22:01:51 drmeister Bike: Would you like to try debugging this with udb? I can set you up.

22:02:20 Bike i could try. at the moment it's just crashing outright instead of just signaling weird errors like it used to, though

22:08:41 drmeister As in...

22:08:43 drmeister https://www.irccloud.com/pastebin/MVJokR30/

22:09:03 drmeister The abort trap is not due to (abort ()) is it?

22:11:59 Bike i don't think so?

22:13:18 drmeister Tried it again:

22:13:20 drmeister https://www.irccloud.com/pastebin/7t3jAgFT/

22:13:23 drmeister That's different

22:14:19 Bike oh. yeah, that's the error i used to get

22:14:32 Bike and then if you try to abort you get the same out-of-extent-unwind so you're stuck in the debugger forever.

23:12:39 drmeister Do we need to be able to get the declarations for a function from the function-description?

23:16:38 Bike i don't think so?

23:20:09 drmeister I'm feeling bad about dropping it from the FunctionDescripton.

23:20:16 drmeister it has the lambda-list

23:20:30 drmeister And the docstring.

23:20:38 drmeister I really should put the declares in there.

23:26:08 drmeister I tossed it in.

23:26:29 drmeister It's easy to add now - later I'll forget what I did.

23:29:26 drmeister I have a bit of a code smell with what I'm doing.

23:29:54 drmeister I have made FunctionDescription_sp objects literals - but I don't set the entry point in the literal.

23:30:12 drmeister I create the FunctionDescription_sp object at load time and then I set the entry point using a function pointer.

23:30:38 drmeister It's a weird two-step procedure.

23:31:04 drmeister Once I get it working I'll look closely at it and see if I can set the entry point in the FunctionDescription_sp object directly.

23:38:54 drmeister It's kinda like set-funcallable-instance-function?

23:39:22 drmeister Maybe that elevates it too much. It's weird.

23:40:54 drmeister The solution is going to involve the ltv/function-description - I need to write out a reference to the entry-point.

23:41:03 drmeister https://www.irccloud.com/pastebin/6dksw0Lo/

23:42:10 drmeister Hoooo - thank goodness for sanity checks.

23:42:24 drmeister https://www.irccloud.com/pastebin/gvJp6ag3/

23:42:47 drmeister I almost got my %function-descriptions% out of sync with FunctionDescription_O

23:42:51 drmeister That would be a nightmare.

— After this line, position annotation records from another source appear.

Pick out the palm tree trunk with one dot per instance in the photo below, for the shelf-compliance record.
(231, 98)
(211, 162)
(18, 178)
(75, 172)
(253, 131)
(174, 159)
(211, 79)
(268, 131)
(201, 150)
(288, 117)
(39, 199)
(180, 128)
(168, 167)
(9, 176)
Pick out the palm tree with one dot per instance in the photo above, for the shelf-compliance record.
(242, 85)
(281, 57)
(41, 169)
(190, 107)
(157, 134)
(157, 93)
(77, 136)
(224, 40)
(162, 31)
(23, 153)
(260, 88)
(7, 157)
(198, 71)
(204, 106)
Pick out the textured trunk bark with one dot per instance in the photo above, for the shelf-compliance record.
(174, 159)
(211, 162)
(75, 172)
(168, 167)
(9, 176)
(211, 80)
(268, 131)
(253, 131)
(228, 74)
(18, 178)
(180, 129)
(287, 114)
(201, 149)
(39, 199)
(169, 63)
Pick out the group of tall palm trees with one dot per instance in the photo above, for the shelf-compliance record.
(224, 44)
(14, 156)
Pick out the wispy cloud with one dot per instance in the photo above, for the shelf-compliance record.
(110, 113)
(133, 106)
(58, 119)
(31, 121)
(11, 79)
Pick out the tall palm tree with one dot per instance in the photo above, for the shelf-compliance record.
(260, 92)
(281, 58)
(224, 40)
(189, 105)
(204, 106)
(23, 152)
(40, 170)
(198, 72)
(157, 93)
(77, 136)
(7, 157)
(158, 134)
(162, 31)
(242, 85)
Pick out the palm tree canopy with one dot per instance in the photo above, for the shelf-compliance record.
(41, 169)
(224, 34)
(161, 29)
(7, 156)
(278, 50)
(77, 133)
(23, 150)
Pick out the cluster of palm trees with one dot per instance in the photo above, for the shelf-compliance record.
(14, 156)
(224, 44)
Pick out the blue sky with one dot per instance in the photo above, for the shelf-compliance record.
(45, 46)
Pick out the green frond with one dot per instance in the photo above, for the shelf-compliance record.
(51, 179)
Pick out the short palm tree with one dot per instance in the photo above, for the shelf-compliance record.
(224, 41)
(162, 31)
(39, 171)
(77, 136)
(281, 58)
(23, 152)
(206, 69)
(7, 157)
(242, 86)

23:44:17 drmeister NiGhTmArE

23:52:06 drmeister Alrighty - function-descriptions are now literals created at load-time.

23:53:49 drmeister We still have stupid broken backtraces.

23:53:50 drmeister https://www.irccloud.com/pastebin/uRXakDmk/

23:54:00 drmeister boost::system::dummy_exported_function

0:05:51 Bike this is in your branch, not master, right?

0:06:37 drmeister Yeah - it's all in the 'future' branch.

0:10:26 drmeister This is correct...

0:10:28 drmeister https://www.irccloud.com/pastebin/2NR0c3qt/

0:10:41 drmeister Except for the ObjectFile - which isn't defined yet.

0:17:20 drmeister Ok - I see why backtraces are broken. It's pretty easy to fix.

0:18:25 drmeister FunctionDescriptions used to be raw blocks of data with a name appended with "^DESC". That's gone now and they are first class objects.

3:02:50 krkini ** NICK kini

4:09:13 beach Good morning everyone!